“Mm-hmm?”
“I’m sorry I took your credit card.”
Cori blew out a loud breath. “I know, J. You can make it up to me by not dying.”
“The crazy part is, if he hadn’tstolen her card, and she hadn’t gotten so mad about it, he’d probably be dead right now.” I raised the pint glass to my lips and took a sip. I wasn’t much of a drinker, but this seemed like a night for an exception.
It had taken me the better part of an hour to bring Juan up to speed on the past few days. He needed to know, not just as my friend but also as my business partner at J&D. Everything going on was fucking with my head.
Juan waited patiently until I finished.
“Alright, so it sounds like Johnny is stable even though some bad shit went down. And the HIV… That is fucking rough,” he said. “But I don’t think that’s why you’re drinking a Modelo and not a ginger ale. How was it seeing Cori? You’ve been avoiding that too long, man.”
I took a swig from the bottle. “Have you been talking to my mom or something?”
“Nah. But if Mamá Decker thinks it’s good for you to dig in with Cori, that should tell you something.”
“I just don’t understand why everyone’s on me all of a sudden.”
“Come on,bróder, it’s not all of a sudden. You’ve got that night all backward in your head. I’ve told you that. Your parents keep telling you that. But it ain’t getting through. Maybe you need to hear it from the girl.”
“I already did,” I mumbled under my breath.
“¿Qué?”
“She already told me.” I looked Juan in the eye. “Yesterday, Cori asked why I’d sworn Johnny to secrecy about me. Then she guessed the reason. Went right for the jugular, mentioning that night. Said it wasn’t my fault.”
It was the same thing she’d written in the letters she’d sent to me in prison. Offering absolution in careful, perfect printing.
“See? She’s moved on. So should you.”
I shook my head. “You can’t spin this, man. Even Cori can’t. I spent years locked up thinking about what happened. Even if I protected her that night, I’m still the one who brought the shit into our lives.”
“People make their own choices,amigo. What Chi-chi did—that’s on him. And you…Johnny…Cruz…Eliazar…were all just kids. You weren’t responsible for them, and you need to stop blaming yourself. It’s okay to talk to Cori.
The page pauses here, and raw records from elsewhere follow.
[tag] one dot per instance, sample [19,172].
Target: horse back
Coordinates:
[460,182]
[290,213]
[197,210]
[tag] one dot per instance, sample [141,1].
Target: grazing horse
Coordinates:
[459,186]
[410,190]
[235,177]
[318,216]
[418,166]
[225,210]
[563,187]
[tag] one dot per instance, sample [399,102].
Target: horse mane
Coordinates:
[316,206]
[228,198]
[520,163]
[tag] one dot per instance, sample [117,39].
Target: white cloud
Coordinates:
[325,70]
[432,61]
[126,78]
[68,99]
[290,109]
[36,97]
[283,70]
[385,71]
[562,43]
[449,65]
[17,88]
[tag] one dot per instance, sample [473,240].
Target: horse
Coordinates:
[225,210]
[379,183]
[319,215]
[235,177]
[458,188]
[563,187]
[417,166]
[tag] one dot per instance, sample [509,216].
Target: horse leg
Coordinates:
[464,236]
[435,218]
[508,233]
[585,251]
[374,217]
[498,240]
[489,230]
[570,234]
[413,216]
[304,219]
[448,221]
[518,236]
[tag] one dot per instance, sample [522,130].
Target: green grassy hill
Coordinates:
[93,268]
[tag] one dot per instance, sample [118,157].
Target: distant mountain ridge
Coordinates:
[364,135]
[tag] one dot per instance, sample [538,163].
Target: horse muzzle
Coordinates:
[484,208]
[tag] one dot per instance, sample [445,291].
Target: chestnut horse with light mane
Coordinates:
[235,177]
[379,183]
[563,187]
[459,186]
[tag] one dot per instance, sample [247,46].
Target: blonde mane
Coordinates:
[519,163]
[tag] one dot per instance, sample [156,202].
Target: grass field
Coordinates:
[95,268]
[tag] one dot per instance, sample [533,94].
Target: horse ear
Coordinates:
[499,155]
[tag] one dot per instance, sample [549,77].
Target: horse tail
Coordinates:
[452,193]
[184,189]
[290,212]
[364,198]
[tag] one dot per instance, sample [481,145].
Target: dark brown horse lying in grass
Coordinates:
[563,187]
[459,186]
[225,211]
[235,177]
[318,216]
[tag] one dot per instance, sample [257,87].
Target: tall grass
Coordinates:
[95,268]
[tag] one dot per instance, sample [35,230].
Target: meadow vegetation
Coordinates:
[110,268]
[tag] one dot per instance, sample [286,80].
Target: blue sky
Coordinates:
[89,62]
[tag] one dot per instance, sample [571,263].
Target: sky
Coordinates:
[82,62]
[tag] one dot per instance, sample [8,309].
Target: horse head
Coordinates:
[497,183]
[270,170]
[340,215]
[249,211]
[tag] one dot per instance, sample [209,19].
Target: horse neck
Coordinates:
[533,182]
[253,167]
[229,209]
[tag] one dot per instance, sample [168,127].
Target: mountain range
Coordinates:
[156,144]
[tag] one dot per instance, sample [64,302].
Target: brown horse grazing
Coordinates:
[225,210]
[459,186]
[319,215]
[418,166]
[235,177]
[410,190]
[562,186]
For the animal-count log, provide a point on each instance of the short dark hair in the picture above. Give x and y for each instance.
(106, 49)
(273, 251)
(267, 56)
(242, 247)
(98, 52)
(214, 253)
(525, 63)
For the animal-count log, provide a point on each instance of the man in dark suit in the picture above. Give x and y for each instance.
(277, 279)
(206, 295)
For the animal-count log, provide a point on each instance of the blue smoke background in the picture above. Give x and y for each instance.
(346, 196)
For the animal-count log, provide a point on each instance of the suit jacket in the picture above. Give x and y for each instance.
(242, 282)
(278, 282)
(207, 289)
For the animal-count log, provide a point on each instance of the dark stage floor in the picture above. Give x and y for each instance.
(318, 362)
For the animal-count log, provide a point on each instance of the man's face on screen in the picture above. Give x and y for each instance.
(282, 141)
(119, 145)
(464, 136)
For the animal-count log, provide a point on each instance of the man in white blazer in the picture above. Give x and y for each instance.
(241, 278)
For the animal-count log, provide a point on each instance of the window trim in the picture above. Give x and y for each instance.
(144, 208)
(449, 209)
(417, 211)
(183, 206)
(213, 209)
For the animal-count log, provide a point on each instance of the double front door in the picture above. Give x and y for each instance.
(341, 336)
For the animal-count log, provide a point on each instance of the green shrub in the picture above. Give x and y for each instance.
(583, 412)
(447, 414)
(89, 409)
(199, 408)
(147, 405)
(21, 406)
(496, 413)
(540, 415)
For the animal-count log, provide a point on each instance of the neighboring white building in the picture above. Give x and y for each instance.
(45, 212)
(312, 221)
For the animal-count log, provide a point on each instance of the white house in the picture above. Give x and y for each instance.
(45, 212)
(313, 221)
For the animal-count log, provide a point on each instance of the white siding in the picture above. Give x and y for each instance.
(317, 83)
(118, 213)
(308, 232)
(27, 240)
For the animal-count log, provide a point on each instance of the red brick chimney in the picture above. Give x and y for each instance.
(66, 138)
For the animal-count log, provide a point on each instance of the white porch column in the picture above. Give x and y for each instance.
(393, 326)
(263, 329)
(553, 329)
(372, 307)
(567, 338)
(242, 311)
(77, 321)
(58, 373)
You haven’t said it straight out, but I know you had a thing for her back then.”
A thing?
Out of control at eighteen, the sanest part of my life had been the secret I’d guarded in my soul—the way I felt about Cori.
Those feelings had stirred yesterday when she sat in my living room. When she walked fearlessly into that house. When she peered up at me from inside my hoodie. And today, when she called me her husband.
Stupid thoughts. The hope of being good enough for her died years ago, before I’d gone away.
That dream was as dead as Eliazar.
“No good can come from me being in her life, Juan. You should see how she looks, all shiny and polished. I don’t want to touch that. Even if I’ve spent the past twelve years reliving that night, if she’s moved on, then good for her. She doesn’t need me in her face, reminding her.” I slammed the bottle on the table.
“You need to stop punishing yourself. You did your time. And you didn’t do anything that motherfucker Chi-chi didn’t deserve.”
That was true. I may have hated prison, but I didn’t regret what I’d done. I had other regrets.
“It’s not just her,” I said.
“What do you mean?”
“You know. There’s Cori. But also Marisol. Cruz is sitting in jail. Eliazar’s fucking dead, and Johnny’s about there! Cori doesn’t need my brand of poison back in her life.”
I’d pretended to rag on Cori earlier for turning her back on the neighborhood. In truth, I understood her motivation. She’d dealt with the past by walking away from it.